Alien’s Participation, either Individually or on a Panel, as a Judge of the Work of other
One professor claimed that she refereed papers for 2000 and 2001 Financial Management Association and she also served as a reviewer for an international conference. AAO denied her petition based on the reason that, with insufficient evidence, peer review is routine in academia and not every peer reviewer enjoys international recognition. AAO further reasoned that a request to review a journal manuscript from a colleague at one’s own place of employment is not indicative of international recognition.
Another professor in computer science claimed to serve as “Tool Chair” for a conference. CIS decided that being invited by his advisor and collaborator to assist with an organization of a conference is not indicative of or uniquely consistent with international recognition.
As we always advise our clients, you get better chance in filing immigrant petition once you have more credentials. 2 journal and 2 conference reviews are not sufficient. Then how many are enough? It will depend on CIS adjudicator’s mind all the time. In our experience, simply serving as journal editor essentially is an undeniable evidence for outstanding achievement.
Original Scientific or Scholarly research Contributions to the Academic Field
Simply listing petitioner’s past project which is phased as “original” and does not duplicate prior research does not meet this criterion. AAO pointed out that not every published article or conference presentation that adds to the pool of knowledge can be considered indicative of international recognition. Petitioner should identify a contribution to the field of endeavor as a whole or explain how it has impacted the field.
One professor submitted reference letters which were for the most part from petitioner’s professors, advisors and coworkers. In denying her petition, CIS concluded that the petitioner had not demonstrated any recognition in international or national community. Another professor provided several reference letters in her petition. Among them, only a single professor in Canada asserted petitioner’s contribution being unique and her work being outstanding. CIS denied her petition since record lacks evidence to conclude her work as the foundation of any other’s.
Authorship of Scholarly books or Articles in the Academic Field
One professor has authored 4 published articles and submitted a reference letter to prove her pathbreaking research. AAO disagreed. It said that it is common for Ph.D. students and professors to publish their work. CIS and AAO will evaluate the evidence as to whether it is indicative of international recognition.
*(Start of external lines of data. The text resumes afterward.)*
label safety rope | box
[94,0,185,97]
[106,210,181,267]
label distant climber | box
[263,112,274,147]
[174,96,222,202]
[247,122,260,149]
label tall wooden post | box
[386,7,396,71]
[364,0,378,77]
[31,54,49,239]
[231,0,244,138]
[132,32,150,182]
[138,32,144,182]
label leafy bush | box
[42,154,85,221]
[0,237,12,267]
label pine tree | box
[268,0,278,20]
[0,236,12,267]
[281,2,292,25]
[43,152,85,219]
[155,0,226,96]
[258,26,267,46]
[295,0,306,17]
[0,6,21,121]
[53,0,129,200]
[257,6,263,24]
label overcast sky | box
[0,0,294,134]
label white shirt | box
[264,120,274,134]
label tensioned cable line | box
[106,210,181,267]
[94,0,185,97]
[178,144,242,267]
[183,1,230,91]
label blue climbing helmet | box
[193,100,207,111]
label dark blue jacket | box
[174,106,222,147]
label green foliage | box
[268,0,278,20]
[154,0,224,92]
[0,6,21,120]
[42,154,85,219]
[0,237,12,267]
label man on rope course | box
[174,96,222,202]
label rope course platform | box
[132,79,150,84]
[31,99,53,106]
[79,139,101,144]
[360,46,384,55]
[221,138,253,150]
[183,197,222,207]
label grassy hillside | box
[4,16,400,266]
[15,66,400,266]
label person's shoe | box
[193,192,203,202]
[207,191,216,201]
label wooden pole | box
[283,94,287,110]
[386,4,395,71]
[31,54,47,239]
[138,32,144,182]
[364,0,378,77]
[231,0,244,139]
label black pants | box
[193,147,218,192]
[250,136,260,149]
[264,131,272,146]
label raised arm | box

If there are numerous independent citations relating petitioner’s work, reference letters from independent experts to explain how petitioner’s work has influenced them, and course reading lists from coursed in the United States and abroad listing petitioner’s work as required or recommended reading, petitioner’s books or articles probably are received international recognition.
Another professor published 2 articles and a book review in her own university. AAO denied her petition by stating that mere publication in internationally circulated journals is not typically sufficient without evidence that the published work has been widely cited internationally or is required reading for course in the field at several international universities. But the question how many citations will be deemed widely remains in individual adjudicator’s mind. Obviously, 100 citations are widely. How about 15 or 20? CIS found that 11, 10 and 9 citations on each articles in another case is not sufficient.
Comparing with “national interest waiver,” and “extraordinary ability” petitions, “outstanding professor/researcher” is a more relatively straight petition. However, successful or not will eventually depend on petitioner’s achievements. Only well prepared petition and sufficiently supported documents should be filed once you believe that you have achieved an outstanding career in your research field.